Read every signal at a glance
The live map is your operations centre. Pulse halos call out actively-reporting vehicles, the layer switcher flips between roadmap / satellite / hybrid / terrain, and the safety advisor warns when conditions make travel risky.
Marker meanings
- Solid coloured dot — vehicle position. Colour = status (green=Active, grey=Inactive, amber=Maintenance, red=Decommissioned).
- Pulsing halo — last telemetry within 90 seconds. Wider halo if the vehicle is moving faster than 3 km/h.
- Permanent label — the registration number above the dot. Auto-shows for moving vehicles; tap "Labels on" in the legend to keep them visible for parked ones too.
- Green ring — vehicle is currently inside an active geofence; the popup names the zone.
Layer switcher
Bottom-left of the map. Open the menu to flip between four base layers and three overlays:
- Roadmap (default) — OpenStreetMap.
- Satellite — Esri imagery, useful for unmapped roads.
- Hybrid — satellite + road labels.
- Terrain — OpenTopoMap, useful for mountain routes.
- Overlays: Traffic / Weather: clouds / Weather: precipitation. Toggle independently of the base layer.

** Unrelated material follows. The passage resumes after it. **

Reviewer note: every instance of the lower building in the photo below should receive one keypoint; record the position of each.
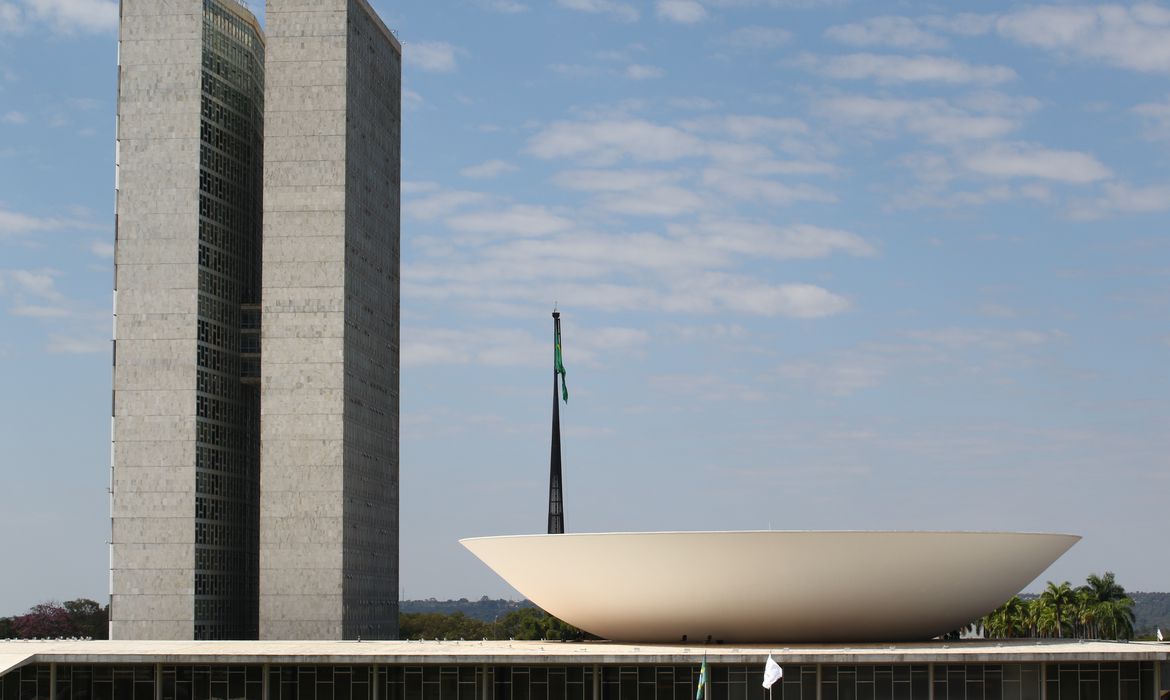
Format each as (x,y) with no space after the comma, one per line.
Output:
(1017,670)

Follow a vehicle (movie mode)
- Tap the dot for the vehicle you want to follow.
- In the popup, tap ◉ Follow. The marker lights up amber.
- The camera glides with the truck on every telemetry tick — your zoom level is preserved.

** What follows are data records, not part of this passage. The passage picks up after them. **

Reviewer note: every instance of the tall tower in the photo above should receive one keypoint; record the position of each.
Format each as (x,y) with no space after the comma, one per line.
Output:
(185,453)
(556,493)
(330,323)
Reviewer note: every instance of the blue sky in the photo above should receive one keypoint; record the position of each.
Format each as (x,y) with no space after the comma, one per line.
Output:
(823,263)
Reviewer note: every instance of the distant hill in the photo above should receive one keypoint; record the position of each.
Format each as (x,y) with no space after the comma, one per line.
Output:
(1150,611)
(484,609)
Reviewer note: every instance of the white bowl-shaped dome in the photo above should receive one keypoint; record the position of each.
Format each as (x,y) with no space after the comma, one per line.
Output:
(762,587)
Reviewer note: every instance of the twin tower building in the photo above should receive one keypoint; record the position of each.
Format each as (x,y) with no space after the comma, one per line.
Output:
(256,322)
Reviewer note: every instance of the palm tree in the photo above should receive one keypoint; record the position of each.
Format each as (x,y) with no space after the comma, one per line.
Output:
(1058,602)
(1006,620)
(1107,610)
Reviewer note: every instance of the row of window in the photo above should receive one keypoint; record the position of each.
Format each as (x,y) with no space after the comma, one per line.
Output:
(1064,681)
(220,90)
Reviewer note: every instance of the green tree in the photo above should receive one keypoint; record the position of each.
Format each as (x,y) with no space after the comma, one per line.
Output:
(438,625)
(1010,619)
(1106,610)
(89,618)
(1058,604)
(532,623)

- A pill bottom-left shows "Following GT-1234 · 62 km/h ↗" with a Stop button.
Drawing a geofence zone
Geofence buttons live on the left of the map. Each is labelled on phones and tooltipped on desktop.

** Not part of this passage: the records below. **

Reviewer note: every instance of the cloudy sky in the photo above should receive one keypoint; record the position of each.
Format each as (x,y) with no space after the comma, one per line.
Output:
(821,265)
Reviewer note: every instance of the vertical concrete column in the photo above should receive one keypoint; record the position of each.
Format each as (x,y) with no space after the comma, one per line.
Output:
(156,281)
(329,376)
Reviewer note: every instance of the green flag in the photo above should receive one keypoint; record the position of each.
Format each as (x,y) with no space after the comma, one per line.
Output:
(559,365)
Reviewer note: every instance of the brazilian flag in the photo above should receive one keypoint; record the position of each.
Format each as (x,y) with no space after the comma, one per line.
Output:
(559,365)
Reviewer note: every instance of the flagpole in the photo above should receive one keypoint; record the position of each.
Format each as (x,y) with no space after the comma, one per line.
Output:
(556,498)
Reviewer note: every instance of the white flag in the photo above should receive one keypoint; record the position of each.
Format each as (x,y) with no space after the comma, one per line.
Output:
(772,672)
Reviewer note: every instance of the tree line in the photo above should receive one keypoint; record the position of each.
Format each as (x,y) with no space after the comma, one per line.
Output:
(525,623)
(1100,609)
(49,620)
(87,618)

- Tap the Polygon or Circle tool.
- For polygon: tap to drop vertices, click the first vertex to close. For circle: tap + drag to set radius.
- Name the zone in the dialog and save. The new geofence appears on the map immediately and the Getting-Started checklist ticks the "Set up geofence" step in real-time.
Weather safety advisor
The yellow / red banner at the top of the map is the rule-based safety advisor. Conditions like heavy rain (≥ 10 mm/h), gusts (≥ 60 km/h), thunderstorms, or extreme heat (feels like ≥ 42°C) flip it to "Strongly advised against driving"; lighter conditions yield "Drive with caution"; otherwise it stays hidden.